Sramana: What did you ultimately do with the import business? Did you sell it?
Dan Serfaty: I sold it to my partner and the management of the company. When 1999 came around and the Internet was going crazy, I felt I had the perfect profile to get involved. I had the right diploma, which makes sense for the investors, and I was a proven entrepreneur. In the import business you make money, but you do not build wealth. I wanted to build something with value.
I do not believe that you need to know the business before you enter it. I don’t think that is what makes an entrepreneur succeed. Business acumen is transferable. In Europe, when it came to employees, I tried to look beyond personal experience and rather at their potential. Good business acumen will transfer from software to retail or from retail to software.
In 1999, I sold the retail import business and met Thierry Lunati. He was one of the major founders of the French Internet. He started very early on in 1993, brought the first French search engine, and later did a free e-mail business. We met through a friend.
He is an engineer and not a manager. We were not in a hurry to do the business, so we came up with the idea of establishing an entrepreneur club. The idea was that any entrepreneur who wanted to be part of the club would have to exchange shares of their own company with other entrepreneurs according to their business arrangements. We would be the aggregator and establish a value for the shares. It was new and original at the time.
We started the company in 2000 and had 450 companies in the club. We were organizing a lot of events around the club. What we found was common with entrepreneurs were themes revolving around “What can I sell to you or what can I buy from you?” and “Who do you know?” Initially we thought we were going to create an intranet for the club with a small search engine. When people started using the service, we realized that we were being stupid and that we needed to open it up to anyone. This was in 2004.
Sramana: LinkedIn was already in existence in 2004. Did you know about them?
Dan Serfaty: We did not know about them because we started from within our club. LinkedIn was created in 2003, and we found them pretty quickly once we opened up our network. There were several other companies in France that had created the same thing as we did. Our name come from “viaduct,” which shows our ambition.
Sramana: How many people came online once you opened up from your internal network?
Dan Serfaty: We did it two ways.
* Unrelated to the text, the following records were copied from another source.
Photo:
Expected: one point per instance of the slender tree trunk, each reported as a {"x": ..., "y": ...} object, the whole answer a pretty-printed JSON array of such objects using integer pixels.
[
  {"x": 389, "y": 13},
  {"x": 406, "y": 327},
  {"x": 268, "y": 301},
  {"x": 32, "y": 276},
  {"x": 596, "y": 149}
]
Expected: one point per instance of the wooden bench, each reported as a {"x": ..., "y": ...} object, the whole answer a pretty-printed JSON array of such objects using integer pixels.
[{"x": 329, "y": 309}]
We had 100 entrepreneurs, and we grew via their address books. We did start this legally as the same company. We raised 5 million euros from the investors who helped us start the entrepreneur club. We broke it into its own company in 2005. Within six months we had 80,000 people signed up.
Sramana: Was your service free?
Dan Serfaty: It was totally free, but that did not last. Thierry had seen too many companies die because they did not care about revenues. I hate giving things away free because they can become useless. We started monetization with recruiters within a year. That was an easy sell for us because it did not hurt the viral growth of the company.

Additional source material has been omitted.